HARRY BRIDGES: The Rise and Fall of Radical Labor in the United States

By

Pub Date: Dec. 11th, 1972
Publisher: Lawrence Hill

Bridges, the longtime and very mighty head of the International Longshoremen's Union, refused to have anything to do with the writing of his biography, and then, true to his blunt form, pronounced the manuscript ""hardly more than a series of distortions, half-truths, and, in many cases, outright lies."" Several of Bridges' union mates, however, read it and found it ""balanced but on the whole, sympathetic."" The latter judgment is much closer to the mark. Professor Larrowe (Economics, Michigan State Univ.), relying on personal interviews (sans the subject himself of course) and appropriate archives, steadily traces Bridges' ascent from Australian immigrant seaman to radical labor dissident to his role in the 130-day San Francisco strike of 1934, an old-fashioned labor-management donnybrook -- the Battle of Rincon Hill still lives in the hearts and scars of old-timers -- which made Bridges I.L.W.U. chief.
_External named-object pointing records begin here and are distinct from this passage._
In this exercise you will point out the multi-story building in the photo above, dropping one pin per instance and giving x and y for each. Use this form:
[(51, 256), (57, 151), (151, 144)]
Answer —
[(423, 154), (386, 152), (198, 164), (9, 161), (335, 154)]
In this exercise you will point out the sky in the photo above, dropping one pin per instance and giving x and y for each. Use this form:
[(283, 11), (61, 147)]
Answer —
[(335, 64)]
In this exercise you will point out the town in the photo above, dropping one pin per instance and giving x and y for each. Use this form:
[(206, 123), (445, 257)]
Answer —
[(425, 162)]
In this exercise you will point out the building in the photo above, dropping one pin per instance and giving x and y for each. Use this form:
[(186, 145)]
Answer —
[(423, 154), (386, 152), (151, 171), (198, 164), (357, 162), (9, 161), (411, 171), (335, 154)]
Much of the remainder of the book centers on U.S. Government efforts to pin the Communist tag on Bridges -- the Justice Department had a go or two (the FBI's Hoover stated flatly, ""Bridges is a Red"") and three times the Immigration Service attempted to have him deported, proceedings which became, says Larrowe, ""drearily deja vu."" Each time the country's top longshoreman survived, inspiring Woody Guthrie to sing "". . . we won't let them send Harry over-the-seas/ We'll fight for Harry Bridges and build the CIO"" and prompting Larrowe to opine ""he was on trial because he was an effective union leader. In fact, the union itself was on trial."" But these tribulations have passed. Bridges is now a ""labor statesman"" who accepts mechanization as ineluctable, who is a ""warm supporter"" of such centrist politicians as Mayor Alioto and Hubert Humphrey, and who has ""stayed on in office longer, perhaps, than he should."" Notwithstanding, Bridges must ""be ranked with the labor giants"" -- Gompers, Lewis, Debs, Haywood. Possibly.